Two types of magma have been determined to have generated in the Earth's upper mantle by partial melting of mantle rocks. One of these magma types is basaltic in composition, composed of plagioclase, titanium-rich pyroxene, and olivine. The other magma type crystallized to nepheline, melilite, pyroxene, and, in some of the rocks, plagioclase. Some nepheline-bearing igneous rocks contain rounded inclusions of spinel peridotite, an ultramafic rock that may represent fragments of the upper mantle incorporated into the magma during its ascent to the surface. Most of the igneous rocks on the surface probably are not representative of the original magmas formed in the mantle; certain processes, such as separation of phenocrysts from the liquid from which they crystallized have altered their original chemical compositions at depths shallower than the mantle.

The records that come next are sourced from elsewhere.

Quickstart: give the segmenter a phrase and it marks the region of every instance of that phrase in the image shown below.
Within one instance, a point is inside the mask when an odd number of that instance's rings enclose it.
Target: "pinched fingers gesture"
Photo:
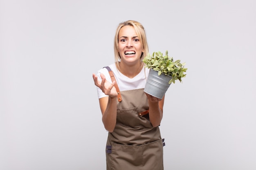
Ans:
[[[102,79],[101,81],[98,79],[98,77],[95,74],[92,74],[92,78],[95,86],[100,88],[105,95],[111,97],[117,97],[117,93],[116,88],[114,86],[116,82],[114,81],[110,83],[106,79],[106,77],[103,74],[101,73],[100,76]]]

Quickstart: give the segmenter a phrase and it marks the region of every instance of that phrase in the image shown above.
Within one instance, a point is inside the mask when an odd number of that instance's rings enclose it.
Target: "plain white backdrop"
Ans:
[[[186,63],[160,126],[165,170],[256,169],[256,2],[0,0],[0,169],[105,169],[92,74],[118,24]]]

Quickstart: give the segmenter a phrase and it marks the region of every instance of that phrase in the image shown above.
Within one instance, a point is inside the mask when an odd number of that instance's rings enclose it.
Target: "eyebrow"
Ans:
[[[137,38],[138,37],[137,36],[133,36],[132,37],[132,38]],[[122,36],[121,37],[120,37],[119,38],[128,38],[128,37],[126,36]]]

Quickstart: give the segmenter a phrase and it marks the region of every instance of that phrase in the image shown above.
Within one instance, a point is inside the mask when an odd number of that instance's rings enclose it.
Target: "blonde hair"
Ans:
[[[142,49],[143,49],[144,51],[140,58],[140,61],[141,62],[141,66],[142,68],[142,67],[143,67],[144,65],[143,63],[142,60],[148,53],[148,46],[146,35],[146,31],[144,27],[140,23],[132,20],[128,20],[120,23],[119,24],[119,25],[117,29],[114,41],[115,60],[116,65],[117,66],[117,69],[120,70],[119,61],[121,60],[121,57],[118,51],[118,34],[119,33],[119,31],[121,28],[126,26],[132,26],[134,28],[135,31],[137,34],[137,35],[138,36],[138,38],[141,42]]]

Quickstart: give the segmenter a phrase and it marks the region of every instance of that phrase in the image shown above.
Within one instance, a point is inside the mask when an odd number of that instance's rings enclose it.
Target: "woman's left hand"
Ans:
[[[161,100],[162,100],[162,99],[159,99],[159,98],[156,97],[154,97],[153,96],[150,95],[149,94],[147,93],[145,93],[145,94],[146,94],[146,95],[148,97],[148,100],[149,100],[150,102],[159,102],[159,101],[161,101]]]

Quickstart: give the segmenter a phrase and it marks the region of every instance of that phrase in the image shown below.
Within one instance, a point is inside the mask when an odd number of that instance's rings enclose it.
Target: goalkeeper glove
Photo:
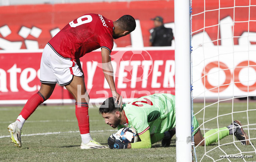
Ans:
[[[117,136],[116,133],[113,133],[108,139],[109,147],[111,149],[127,149],[128,143],[123,142],[122,138]]]

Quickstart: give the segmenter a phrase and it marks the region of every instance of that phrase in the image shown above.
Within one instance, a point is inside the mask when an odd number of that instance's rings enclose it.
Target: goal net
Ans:
[[[192,159],[256,160],[256,1],[193,0],[191,5],[192,115],[203,135],[240,121],[249,144],[230,135],[195,146]]]

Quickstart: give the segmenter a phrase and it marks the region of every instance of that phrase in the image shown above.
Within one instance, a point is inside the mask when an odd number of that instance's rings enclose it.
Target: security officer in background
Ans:
[[[174,38],[172,29],[164,26],[163,18],[157,16],[151,19],[154,20],[155,28],[150,33],[149,45],[150,46],[171,46]]]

By inference, the rocks at Pilot Knob crystallized from partial melts of the upper mantle. Only rocks of the second series have been discovered at Pilot Knob; no basaltic rocks have been located. No mantle fragments have been located in Pilot Knob igneous rocks, but their presence is suspected, and some of the olivine phenocrysts in the rocks may be fragments derived from the upper mantle.

==Location==
Pilot Knob can be reached by driving south of Austin on Highway 183 past Austin-Bergstrom International Airport. The hill is visible on the right after crossing Onion Creek. A circuit of the volcanic complex can be made by turning right off Highway 183 onto Dee Gabriel Collins Road and heading west to the intersection with McKinney Falls Parkway. Turn left and follow the Parkway to the intersection with Colton Bluff Springs Road, where a left turn leads back to Highway 183. Dee Gabriel Collins closely follows the northern topographic rim of the volcano formed by the escarpment of the Cretaceous beach rock. The lowland is drained by Cottonmouth Creek and underlain by soft, easily eroded volcanic ash and other pyroclastic deposits, and the central core area formed by the resistant trap rock are easily visible to the south of Dee Gabriel Collins. About 2/3 of a mile east of the intersection of Bluff Springs Road with McKinney Falls Parkway, the trap rock of south Pilot Knob crops out along the road. This rock is very similar to that which forms the center of the volcano, and may represent the eroded remnant of a lava flow erupted along the flanks of the volcano or having flowed down the south side from the apex.

Except for the road margins, Pilot Knob volcano lies entirely on private land.

==In popular culture==
The second season of the American procedural drama television series 9-1-1: Lone Star featured a scenario where Pilot Knob reactivated, and the characters' attempts at saving lives as a result of the eruption.